Monday, April 16, 2012

KAPOK: Dysfunctional constituencies

Being right in the middle of a public consultation regarding political reform in Macao that will engage the polity’s future for decades and yet having two thirds of the population not being aware of the aforementioned consultation should franticly waken red-blinking signals as to why our community seems to be so oblivious of politics. To characterize the situation as “political apathy” borders euphemism!
But this result raises questions going beyond the supposed “ignorance” reflected by the opinion poll released by the Association of Macao New Vision. “Lack of interest” and “boredom” complement the diagnosis, and here the cure does not only relate to quantity (the government needs to step-up its communication campaign by having more posters and TV ads!) but also and more importantly so to quality: are the public consultation sessions really an exchange between the government and the population, or a revamped exercise in “you brag, we listen quietly and we decide unilaterally”? Are the proposed changes being perceived as meaningful by the citizenry? Are the numerous associations in Macao allowing for a significant mediation between government and society? And what about the press, and especially the Chinese press? What about the role that diversified op-eds are supposed to play in helping shape the different components of public opinion?
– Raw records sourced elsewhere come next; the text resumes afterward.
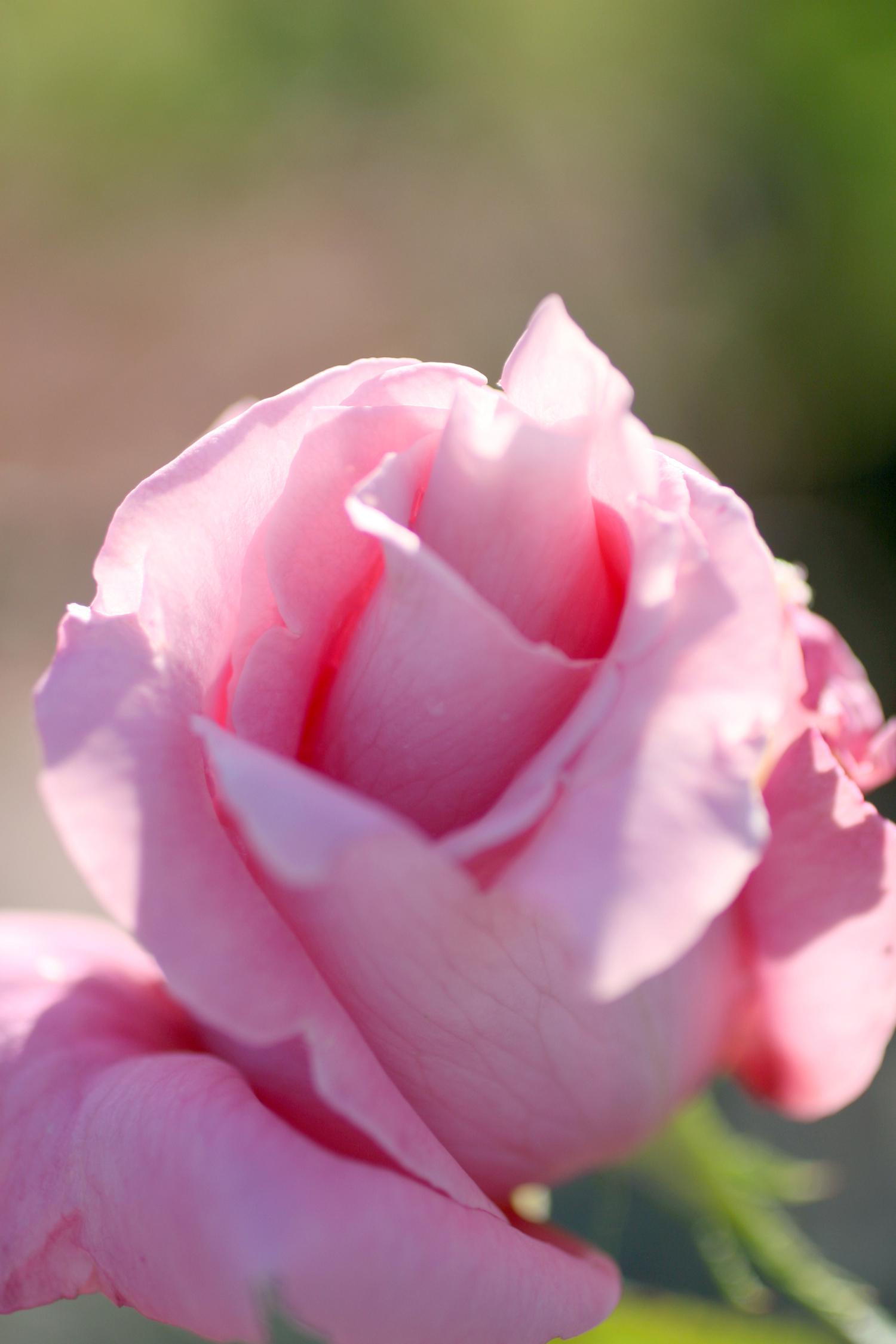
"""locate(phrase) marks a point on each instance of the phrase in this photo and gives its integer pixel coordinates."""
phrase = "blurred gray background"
(213, 198)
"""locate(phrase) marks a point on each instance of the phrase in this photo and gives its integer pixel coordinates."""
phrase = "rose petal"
(667, 788)
(139, 1168)
(198, 517)
(508, 506)
(480, 1018)
(843, 703)
(821, 921)
(440, 699)
(127, 785)
(554, 373)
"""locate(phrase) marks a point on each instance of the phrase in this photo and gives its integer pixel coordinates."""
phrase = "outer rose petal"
(480, 1018)
(646, 802)
(843, 705)
(132, 1165)
(127, 784)
(820, 915)
(656, 818)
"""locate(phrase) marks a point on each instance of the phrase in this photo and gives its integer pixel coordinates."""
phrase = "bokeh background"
(213, 198)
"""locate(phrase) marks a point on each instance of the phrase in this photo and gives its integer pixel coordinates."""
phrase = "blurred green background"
(213, 198)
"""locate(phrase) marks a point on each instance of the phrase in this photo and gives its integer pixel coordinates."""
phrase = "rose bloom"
(477, 787)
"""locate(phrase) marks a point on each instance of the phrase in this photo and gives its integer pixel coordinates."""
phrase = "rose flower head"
(478, 787)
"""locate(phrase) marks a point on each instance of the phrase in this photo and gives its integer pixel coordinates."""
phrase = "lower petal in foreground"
(133, 1164)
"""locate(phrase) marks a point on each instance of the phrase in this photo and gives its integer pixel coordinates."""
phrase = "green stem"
(732, 1192)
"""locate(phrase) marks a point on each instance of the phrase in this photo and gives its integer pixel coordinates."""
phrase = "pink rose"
(480, 788)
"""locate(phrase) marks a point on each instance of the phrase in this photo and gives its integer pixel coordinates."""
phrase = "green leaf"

Among the many questions that require some kind of discussion regarding the ongoing political reform consultation is the permanence of “functional constituencies” in Macao’s legislature in the name of tradition, stability and prosperity.
If tradition is to guide us, what kind of tradition are we talking about? Functional constituencies were designed by colonial administrations to coopt local elites and relay colonial authority in places where a foreign administration was always the minority in distant lands. In Hong Kong, functional constituencies started in the nineteenth century and were of diverse usage until the mid-1980s when they regain their final footing. In Macao, traces of these functional constituencies can be found in the 1920s, and a direct reference to them appears in the 1963 Portuguese Overseas Organic Law, and of course again in the “freer” Organic Statute of 1976. The rationale of a colonial administration is based on a top-down approach that has very little respect for modern political thinking. Basically, “functional constituencies” are both unfair and the harbinger of inequality: just like rich people had more political say in nineteenth century Europe, these sectorial interests in society enjoy an additional say in law making in Macao and Hong Kong to this very day, in fact twice as much in Macao than in Hong Kong, as only 1 out of 32 and 1 out of 15 citizens, respectively, vote for these constituencies in both SARs. Isn’t it time for colonial inspiration to finally end?
And then come the consideration for sophistication and efficiency. How can one justify the longevity of just four functional constituencies for 10 seats out of 29 returned by less than 8,000 people? In Hong Kong, there are 30 such constituencies and 226,000 people get to vote: are four functional constituencies really mirroring contemporary Macao? And then, as far as efficiency is concerned, legislators returned by functional constituencies are reported every year as being the least present in the legislature’s working sessions and the least engaging with the government. What about good governance then? Functional constituencies legislators champion the issue of conflict of interests, as they are judge and party, lobby representatives made legislators and thus protect the interests of their sector first and foremost. Prosperity for whose benefit?
If one had to find a messenger to blame for political corruption, forget about universal suffrage: functional constituencies are your perfect culprits!